We did a whole massive spacecraft for this back in the early STS era: the Long Duration Exposure Facility (LDEF). Its job was to expose various materials (both human-made and natural) to the space environment for a prescribed period. Then the Challenger accident happened and it had to stay in orbit for far longer than intended.
 
We did a whole massive spacecraft for this back in the early STS era: the Long Duration Exposure Facility (LDEF). Its job was to expose various materials (both human-made and natural) to the space environment for a prescribed period. Then the Challenger accident happened and it had to stay in orbit for far longer than intended.

https://curator.jsc.nasa.gov/mic/ldef/

However, as a result of LDEF's unexpectedly long exposure time (5.7 years) and the heightened awareness of the man-made debris collisional threat, it was decided to utilize the entire spacecraft as a meteoroid and orbital-debris detector. The Meteoroid and Debris Special Interest Group (M&D SIG) was organized to achieve this end.

So what was the final analysis of the material on the spacecraft? Was it what was expected? More?
 
The LDEF findings are extensive and hard to summarize succinctly. But atomic oxygen emerged as the primary factor in whether materials survived or were degraded to the point of engineering concern. Some materials performed exceptionally well beyond expectations; others did not.
 
We did a whole massive spacecraft for this back in the early STS era: the Long Duration Exposure Facility (LDEF). Its job was to expose various materials (both human-made and natural) to the space environment for a prescribed period. Then the Challenger accident happened and it had to stay in orbit for far longer than intended.

Thanks for this! I thought I was aware of all the missions NASA had flown in the last forty years or so, but your comment was the first time I'd ever heard of this one.
 
Oxygen being the extender of the degrader?

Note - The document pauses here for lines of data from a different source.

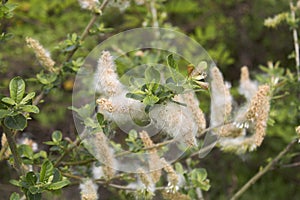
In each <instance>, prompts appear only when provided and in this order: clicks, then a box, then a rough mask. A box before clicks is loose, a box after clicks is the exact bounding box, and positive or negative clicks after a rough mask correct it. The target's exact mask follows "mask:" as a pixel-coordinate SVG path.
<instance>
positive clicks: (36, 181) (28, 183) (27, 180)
mask: <svg viewBox="0 0 300 200" xmlns="http://www.w3.org/2000/svg"><path fill="white" fill-rule="evenodd" d="M26 182H27V184H28V185H30V186H32V185H35V184H36V182H37V177H36V175H35V173H34V172H28V173H27V174H26Z"/></svg>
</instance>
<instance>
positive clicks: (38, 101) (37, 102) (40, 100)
mask: <svg viewBox="0 0 300 200" xmlns="http://www.w3.org/2000/svg"><path fill="white" fill-rule="evenodd" d="M44 95H45V92H44V91H42V92H41V93H40V94H39V95H38V96H36V97H35V99H34V100H33V102H32V105H35V106H36V105H38V104H39V103H40V101H41V100H42V99H43V98H44Z"/></svg>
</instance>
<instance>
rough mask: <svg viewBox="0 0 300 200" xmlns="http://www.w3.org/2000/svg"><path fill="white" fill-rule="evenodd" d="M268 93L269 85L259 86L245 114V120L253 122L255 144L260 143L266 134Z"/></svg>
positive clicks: (267, 110)
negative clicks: (265, 132) (246, 113)
mask: <svg viewBox="0 0 300 200" xmlns="http://www.w3.org/2000/svg"><path fill="white" fill-rule="evenodd" d="M269 93H270V86H268V85H262V86H259V87H258V91H257V93H256V94H255V95H254V97H253V98H252V100H251V102H250V107H249V109H248V112H247V114H246V118H247V120H250V121H252V122H254V126H255V133H254V135H253V137H254V140H255V143H256V145H257V146H260V145H261V143H262V141H263V139H264V137H265V134H266V133H265V132H266V127H267V121H268V116H269V110H270V98H269Z"/></svg>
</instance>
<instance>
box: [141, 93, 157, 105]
mask: <svg viewBox="0 0 300 200" xmlns="http://www.w3.org/2000/svg"><path fill="white" fill-rule="evenodd" d="M158 101H159V98H158V97H157V96H154V95H151V96H146V97H145V98H144V99H143V103H144V104H145V105H154V104H155V103H157V102H158Z"/></svg>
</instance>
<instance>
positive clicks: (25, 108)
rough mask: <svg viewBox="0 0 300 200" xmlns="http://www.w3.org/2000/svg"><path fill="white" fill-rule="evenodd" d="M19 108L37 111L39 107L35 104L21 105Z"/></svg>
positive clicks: (29, 112)
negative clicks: (34, 104) (20, 106)
mask: <svg viewBox="0 0 300 200" xmlns="http://www.w3.org/2000/svg"><path fill="white" fill-rule="evenodd" d="M21 109H22V110H23V111H24V112H28V113H39V112H40V109H39V108H38V107H37V106H35V105H23V106H22V107H21Z"/></svg>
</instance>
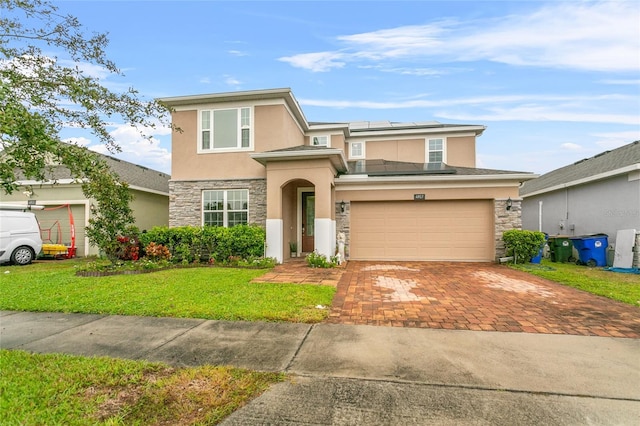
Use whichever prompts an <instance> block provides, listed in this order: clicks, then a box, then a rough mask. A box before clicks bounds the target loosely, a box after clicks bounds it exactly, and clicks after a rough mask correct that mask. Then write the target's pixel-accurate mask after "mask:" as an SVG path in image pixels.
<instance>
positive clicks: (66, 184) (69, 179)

Degrader. Atomic oxygen is very reactive. We had a materials science satellite which required exceptional cleanliness on one side; before release, the Shuttle crew would use the arm to point that side into the velocity vector (sort of like sticking your head out of the window of your car while going down the highway) to let the monatomic O “scrub” the area.
 
Degrader. Atomic oxygen is very reactive. We had a materials science satellite which required exceptional cleanliness on one side; before release, the Shuttle crew would use the arm to point that side into the velocity vector (sort of like sticking your head out of the window of your car while going down the highway) to let the monatomic O “scrub” the area.

I know that oxygen is very reactive, however I didn't think much is in free space around the Moon to degrade materials.